Slowing Chinese economy may impact Thailand’s exports, tourism and investment
Economic experts are voicing apprehension over the slowing Chinese economy, citing that the mainland’s deceleration and escalating tensions with the US could potentially affect Thailand in terms of exports, tourism, direct investment, and property.
Despite China’s economy surpassing estimates by growing 4.5% in the first quarter, it has since experienced a slowdown. The disappointing figures in terms of investment, consumption, and exports have stirred concerns.
In the initial nine months of this year, China’s GDP witnessed a growth of approximately 5.2%, implying it needs to expand by nearly 4.4% in the final quarter to meet the government’s annual growth target of 5%.
Punn Pattanasiri, an analyst at SCB Economic Intelligence Center (SCB EIC), expressed that while a growth of 5.2% might appear high, it is a decline compared to the usual 6-8% growth rate of China. He anticipates this expansion will likely decrease further in the coming year.
Pattanasiri voiced apprehension over the long-term economic impact if the ongoing economic restructuring on the mainland does not yield positive results.
KGI Asia, a leading wealth management and asset management firm in the region, echoed these sentiments.
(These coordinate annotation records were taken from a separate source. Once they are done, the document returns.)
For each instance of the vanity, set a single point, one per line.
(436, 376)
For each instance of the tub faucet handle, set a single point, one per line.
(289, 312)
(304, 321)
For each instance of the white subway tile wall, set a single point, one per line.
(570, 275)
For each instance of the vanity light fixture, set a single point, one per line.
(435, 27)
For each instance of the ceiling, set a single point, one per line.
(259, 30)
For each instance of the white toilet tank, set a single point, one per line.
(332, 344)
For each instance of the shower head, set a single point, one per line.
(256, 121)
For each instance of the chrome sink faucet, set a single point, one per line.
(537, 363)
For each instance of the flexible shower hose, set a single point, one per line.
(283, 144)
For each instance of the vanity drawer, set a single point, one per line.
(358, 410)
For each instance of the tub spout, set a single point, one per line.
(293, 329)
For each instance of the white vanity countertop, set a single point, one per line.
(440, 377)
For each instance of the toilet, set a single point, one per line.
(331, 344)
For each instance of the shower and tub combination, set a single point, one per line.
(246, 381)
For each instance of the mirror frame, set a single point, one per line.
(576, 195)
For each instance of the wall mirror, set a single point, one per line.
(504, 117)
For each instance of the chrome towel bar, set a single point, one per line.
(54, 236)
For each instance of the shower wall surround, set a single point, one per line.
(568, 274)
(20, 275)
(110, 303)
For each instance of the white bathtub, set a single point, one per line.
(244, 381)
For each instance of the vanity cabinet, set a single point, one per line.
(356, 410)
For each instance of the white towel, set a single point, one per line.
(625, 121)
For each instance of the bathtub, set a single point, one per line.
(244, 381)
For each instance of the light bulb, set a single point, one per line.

It stated that even if the full-year growth target of 5% is achieved, the Chinese economy will face challenges in the subsequent year.
KGI Asia predicts
The company’s recent 2024 Global Market Outlook report noted the importance of mitigating risks and bolstering economic momentum simultaneously. KGI Asia predicts that Beijing will set an economic growth target for next year at 4.5-5%, with the rate reaching 4.9%.
While Chinese investment in manufacturing and infrastructure could witness growth next year, investment in real estate could potentially slow, as per KGI Asia.
Moreover, the recent escalation in China-US interactions is also a cause for concern. KGI suggests that while the Chinese government’s introduction of more flexible monetary and fiscal policies might stimulate economic growth, weak property sales and a potential deterioration in China-US relations during the US election year could negatively impact investment sentiment.
Pattanasiri from SCB EIC concurs with this view, stating that a worsening in US-China relations could negatively affect exports from the mainland, particularly high-tech products.
Thailand, being a part of Beijing’s supply chain, notably in the sectors of natural rubber, wood and petrochemical products, could not evade the impact of China’s role as the factory of the world could decline.
Pattanasiri also highlighted that Thailand’s interaction with the mainland in tourism, direct investment and property could face problems given China’s significant contribution in these sectors.
KGI Securities (Thailand) reduced its overall arrival projection by 4% this year to 27.5 million and by 9% in next year to 32 million, owing to the number of Chinese tourist arrivals falling short of its estimates, reported Bangkok Post.